Auch Julia Hamburg, in der Landtagsfraktion der Grünen unter anderem zuständig für den Themenkomplex Rechtsextremismus, sieht die AfD mit diesem Antrag demaskiert: "Es ist ein Paradebeispiel dafür, dass die AfD in die bürgerliche Richtung redet, aber in die rechtsextreme Richtung handelt." Der Antrag sei ein erneuter Versuch "sprachlicher Grenzverschiebung, um das Unsagbare sagen zu können." Einig waren sich die Landtagspolitiker, dass es auf das AfD-Ansinnen eine deutliche Antwort im Parlament geben müsse. "Es gibt keinen Endkampf. Die Demokratie steht besser da, als mancher glaubt", sagte CDU-Politiker Lechner.

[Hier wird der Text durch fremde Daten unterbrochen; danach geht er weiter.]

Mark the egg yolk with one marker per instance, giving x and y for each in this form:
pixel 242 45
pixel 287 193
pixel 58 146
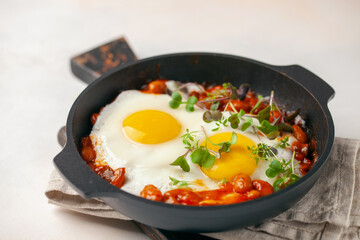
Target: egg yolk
pixel 236 161
pixel 151 127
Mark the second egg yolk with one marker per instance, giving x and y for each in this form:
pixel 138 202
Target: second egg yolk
pixel 230 164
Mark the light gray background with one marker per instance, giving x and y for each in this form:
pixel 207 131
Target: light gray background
pixel 37 89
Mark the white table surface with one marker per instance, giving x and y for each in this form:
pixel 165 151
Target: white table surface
pixel 37 88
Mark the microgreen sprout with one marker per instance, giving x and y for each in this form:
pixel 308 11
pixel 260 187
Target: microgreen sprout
pixel 180 184
pixel 280 168
pixel 287 173
pixel 176 101
pixel 222 122
pixel 201 155
pixel 257 105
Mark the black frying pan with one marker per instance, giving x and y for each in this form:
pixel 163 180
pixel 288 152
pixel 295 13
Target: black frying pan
pixel 294 87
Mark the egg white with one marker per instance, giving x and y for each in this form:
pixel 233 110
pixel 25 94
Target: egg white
pixel 150 163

JA Niedersachsen wird überwacht

Der Antrag der AfD auf die "Endkampf-Debatte" kommt für sie selbst zum denkbar ungünstigsten Zeitpunkt: Denn gerade in Niedersachsen erweist sich die Demokratie derzeit als ausgesprochen wehrhaft gegen Bedrohungen von Rechtsaußen. Es ist keine 14 Tage her, dass Niedersachsens Verfassungsschutz von Innenminister Boris Pistorius (SPD) den Auftrag erhalten hat, die Jugendorganisation der AfD, die Junge Alternative (JA), wegen mutmaßlich ideologischer und personeller Überschneidungen zum organisierten Rechtsextremismus zu beobachten. Eine Ankündigung, die der Bundesvorsitzende der "Jungen Alternative" mit dem Argument zu entkräften versuchte, dass die JA Niedersachsen falls nötig "abgespalten" oder "aufgelöst" werde.

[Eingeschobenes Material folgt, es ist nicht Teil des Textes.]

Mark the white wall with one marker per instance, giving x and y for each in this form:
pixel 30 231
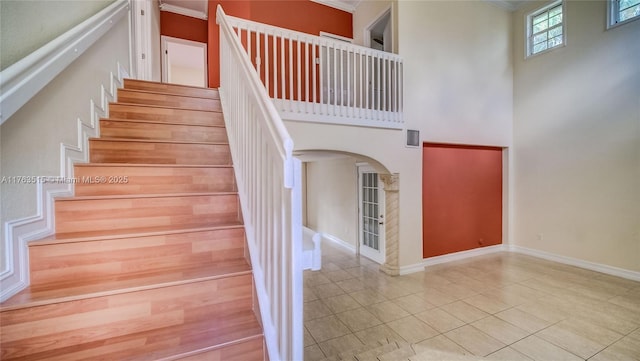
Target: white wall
pixel 30 139
pixel 458 72
pixel 25 26
pixel 187 76
pixel 332 198
pixel 577 140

Schnelle Abspaltung der JA nicht in Sicht

Doch nach Recherchen von NDR Info wird das den Nachrichtendienst nicht daran hindern können, die entsprechenden Zirkel beobachten zu können. So sieht es zumindest der Verfassungsrechtler Alexander Thiele von der Universität Göttingen. Es gehe um Personen, Strukturen und ideologische Überschneidungen, die der Verfassungsschutz zu beobachten habe. Vor einen Ausschluss von Organisationsteilen wie der JA Niedersachsen aus der Gesamt-AfD habe der Gesetzgeber zudem hohe Hürden gelegt. Da brauche es eine Zwei-Drittel-Mehrheit auf einem Bundeskongress. Und dann sei möglicherweise auch noch der Rechtsweg zu beschreiten. So schnell also wird das offenbar nichts mit der Abspaltung. Die Ankündigung der Abspaltung sei, so Thiele, "zumindest eine Schimäre für die Öffentlichkeit."

Fazit: Während die AfD in ihrem Antrag von "Endkampf um die Demokratie" schwadroniert, bekommt sie deren Stärke am eigenen Leib zu spüren. Eine Anfrage von NDR Info ließ die Partei zunächst unbeantwortet.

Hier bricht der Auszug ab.